Ailleurs, aux États-Unis et en Asie, on mise prioritairement sur l’impulsion d’un plan de relance par la consommation massive. Comme l’explique le directeur de la recherche du groupe Xerfi, Olivier Passet. C’est une histoire que l’on a déjà connu après la crise de 2008-2009 : celle d’un retard à l’allumage même lorsque les vents sont porteurs. Et cela mine plus surement la croissance potentielle de l’Europe, dit-il, « que les réformes qu’elle n’aurait pas faite ».
Que faire ?
« Hier, aujourd’hui ou demain, pour vous, ce n’est jamais le moment de réformer l’assurance-chômage », a lancé la ministre du Travail au député Stéphane Peu qui osait critiquer son projet.
Au contraire, a commenté l’économiste Michael Zemmour spécialiste de la protection sociale sur Twitter : « Par exemple, ce serait le moment 1) d’étendre largement l’éligibilité, 2) d’allonger la durée d’indemnisation effective au vu du contexte, 3) de donner des vrais droits aux indépendant.e.s comme proposé dans le programme du candidat Macron ».

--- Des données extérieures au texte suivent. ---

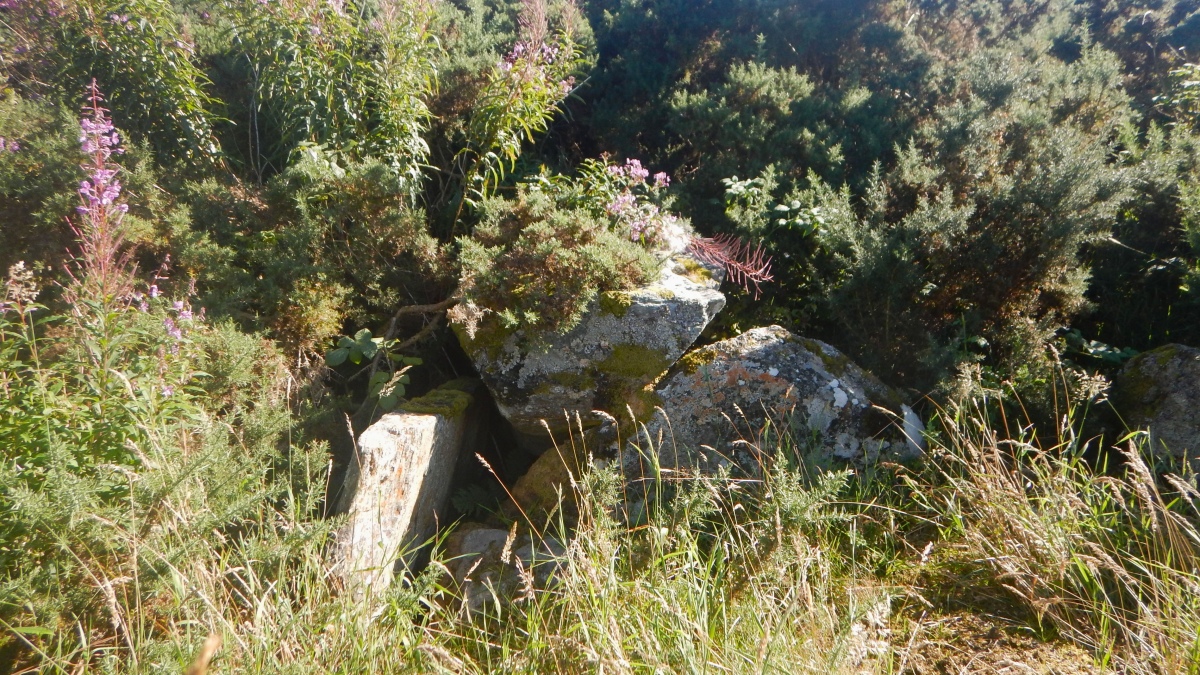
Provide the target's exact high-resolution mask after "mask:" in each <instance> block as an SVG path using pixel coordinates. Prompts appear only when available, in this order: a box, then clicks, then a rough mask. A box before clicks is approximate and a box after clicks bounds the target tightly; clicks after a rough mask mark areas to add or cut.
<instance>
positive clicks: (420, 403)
mask: <svg viewBox="0 0 1200 675" xmlns="http://www.w3.org/2000/svg"><path fill="white" fill-rule="evenodd" d="M473 400H474V399H473V398H472V395H470V394H468V393H467V392H462V390H461V389H457V388H454V387H440V388H438V389H434V390H432V392H430V393H428V394H425V395H424V396H421V398H420V399H413V400H412V401H406V402H404V404H403V405H401V406H400V410H402V411H404V412H414V413H418V414H440V416H442V417H445V418H448V419H450V418H455V417H458V416H460V414H462V413H464V412H467V408H468V407H470V404H472V401H473Z"/></svg>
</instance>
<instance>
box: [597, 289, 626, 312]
mask: <svg viewBox="0 0 1200 675" xmlns="http://www.w3.org/2000/svg"><path fill="white" fill-rule="evenodd" d="M599 303H600V311H601V312H604V313H611V315H612V316H614V317H617V318H622V317H624V316H625V312H628V311H629V307H631V306H634V298H632V297H631V295H630V294H629V293H625V292H623V291H605V292H604V293H600V299H599Z"/></svg>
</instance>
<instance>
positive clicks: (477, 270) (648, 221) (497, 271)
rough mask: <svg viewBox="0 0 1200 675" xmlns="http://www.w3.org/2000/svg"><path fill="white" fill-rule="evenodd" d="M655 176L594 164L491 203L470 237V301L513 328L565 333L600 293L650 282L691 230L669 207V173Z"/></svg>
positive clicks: (482, 212)
mask: <svg viewBox="0 0 1200 675" xmlns="http://www.w3.org/2000/svg"><path fill="white" fill-rule="evenodd" d="M648 177H649V172H648V171H647V169H646V168H644V167H642V165H641V162H638V161H637V160H628V161H626V162H625V163H624V165H606V163H601V162H587V163H584V165H583V167H582V169H581V172H580V175H578V177H576V178H565V177H548V175H545V174H542V175H540V177H536V178H535V179H533V180H530V181H529V183H527V184H523V185H521V187H520V190H518V196H517V199H516V201H506V199H499V198H492V199H488V201H485V202H484V203H481V204H480V214H481V219H480V222H479V225H478V226H476V227H475V233H474V235H473V237H470V238H461V239H460V246H461V261H462V264H463V270H464V279H466V280H467V281H468V283H467V285H466V286H464V287H463V289H462V292H463V299H464V300H466V301H468V303H472V304H474V305H476V306H478V307H482V309H484V310H487V311H488V312H490V313H491V315H493V316H494V317H496V319H497V321H498V322H499V325H500V327H502V328H503V330H515V329H518V328H528V329H532V330H533V331H534V333H565V331H566V330H570V329H571V328H572V327H575V325H576V324H577V323H578V321H580V318H581V317H582V315H583V311H584V310H586V309H587V306H588V304H589V303H592V300H593V299H594V298H595V297H596V295H598V294H599V293H601V292H605V291H622V289H626V288H630V287H632V286H636V285H638V283H643V282H646V281H648V280H649V279H652V276H653V275H654V274H655V273H656V270H658V268H659V261H658V259H656V258H655V256H654V255H653V251H654V250H655V249H658V247H660V246H661V244H662V240H664V238H666V237H668V235H674V237H680V235H683V234H684V232H685V229H684V226H683V223H682V222H680V221H679V219H678V217H677V216H674V215H673V214H671V213H670V211H667V210H665V209H664V208H662V207H660V205H659V204H662V203H664V201H662V199H661V197H660V193H661V191H662V190H664V189H665V187H666V184H667V181H668V179H667V178H666V174H659V175H658V177H656V178H655V180H654V181H653V183H652V181H649V180H648Z"/></svg>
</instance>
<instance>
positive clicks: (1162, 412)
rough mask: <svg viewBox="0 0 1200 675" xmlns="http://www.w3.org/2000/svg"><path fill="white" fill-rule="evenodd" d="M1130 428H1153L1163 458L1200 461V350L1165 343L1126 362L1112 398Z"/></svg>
mask: <svg viewBox="0 0 1200 675" xmlns="http://www.w3.org/2000/svg"><path fill="white" fill-rule="evenodd" d="M1109 399H1110V400H1111V402H1112V406H1114V408H1116V411H1117V413H1118V414H1120V416H1121V418H1122V419H1123V420H1124V423H1126V425H1127V426H1129V428H1130V429H1148V430H1150V441H1151V449H1152V452H1153V453H1154V454H1156V455H1157V456H1159V458H1163V459H1175V460H1178V459H1183V458H1187V459H1188V461H1190V462H1193V464H1194V465H1195V464H1198V462H1200V350H1196V348H1194V347H1186V346H1183V345H1165V346H1163V347H1158V348H1157V350H1152V351H1150V352H1145V353H1142V354H1139V356H1136V357H1134V358H1133V359H1130V360H1129V363H1127V364H1126V366H1124V370H1122V371H1121V375H1120V376H1117V378H1116V381H1115V382H1114V383H1112V390H1111V394H1110V396H1109Z"/></svg>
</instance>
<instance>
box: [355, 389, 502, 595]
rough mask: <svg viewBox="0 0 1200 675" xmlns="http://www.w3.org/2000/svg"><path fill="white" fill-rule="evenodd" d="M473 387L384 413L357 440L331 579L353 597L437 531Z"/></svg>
mask: <svg viewBox="0 0 1200 675" xmlns="http://www.w3.org/2000/svg"><path fill="white" fill-rule="evenodd" d="M475 386H478V382H476V381H455V382H451V383H448V384H444V386H442V387H440V388H438V389H434V390H433V392H431V393H430V394H427V395H425V396H422V398H420V399H415V400H413V401H409V402H407V404H406V405H404V407H403V410H402V411H401V412H394V413H388V414H385V416H383V417H382V418H379V420H378V422H376V423H374V424H372V425H371V426H368V428H367V430H366V431H364V432H362V435H361V436H359V442H358V447H356V458H355V459H356V461H353V462H352V464H350V466H349V468H348V470H347V474H346V483H344V488H343V490H342V495H341V498H340V500H338V509H337V510H338V512H343V513H346V514H347V518H348V520H347V522H346V525H343V526H342V528H341V530H340V531H338V533H337V542H336V550H337V571H338V573H340V574H341V577H342V579H343V581H344V583H346V586H347V587H348V589H350V591H352V592H354V593H355V595H359V596H370V595H374V593H378V592H380V591H383V590H385V589H386V587H388V585H389V584H390V583H391V580H392V569H394V566H395V563H396V561H397V560H398V558H400V557H401V555H402V554H406V552H408V551H409V550H413V549H415V548H416V546H420V544H422V543H424V542H425V540H427V539H428V538H430V537H432V536H433V534H434V532H436V530H437V525H438V521H439V516H440V515H442V514H443V512H444V510H445V506H446V500H448V497H449V491H450V480H451V478H452V477H454V470H455V465H456V464H457V461H458V455H460V452H461V449H462V443H463V437H464V435H466V434H467V432H468V425H469V424H470V418H472V413H473V411H472V410H470V408H472V402H473V396H472V394H470V390H472V389H473V388H474V387H475Z"/></svg>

Et pour sa part, Henri Sterdyniak, souligne, à raison, l’actualité des propositions de réformes de l’assurance-chômage des économistes atterrés : « Rétablir les cotisations salariées à l’Unédic est la première des nécessités. La situation financière de l’Unédic serait rétablie si elle n’avait plus à financer Pôle emploi, et si l’État prenait en charge les coûts induits par le dépassement du taux de chômage d’un certain niveau (à partir de 7% par exemple). Chaque personne privée d’emploi, à la recherche effective d’un emploi à plein temps, devrait avoir droit à une prestation chômage fondée sur le salaire qu’elle touchait quand elle travaillait. Les jeunes à la recherche d’un premier emploi et les personnes en reprise d’emploi devraient avoir droit à une allocation d’insertion (permettant de cotiser pour la retraite). Les chômeurs de longue durée, sans espoir de retrouver un emploi normal, devraient avoir droit à une pension d’invalidité, à une retraite à plein temps ou à un emploi dans une collectivité locale, une association ou une entreprise à but d’emploi (en généralisant l’expérience des territoires zéro chômeur de longue durée). Le droit des syndicats à piloter l’assurance chômage devrait être pleinement assuré ».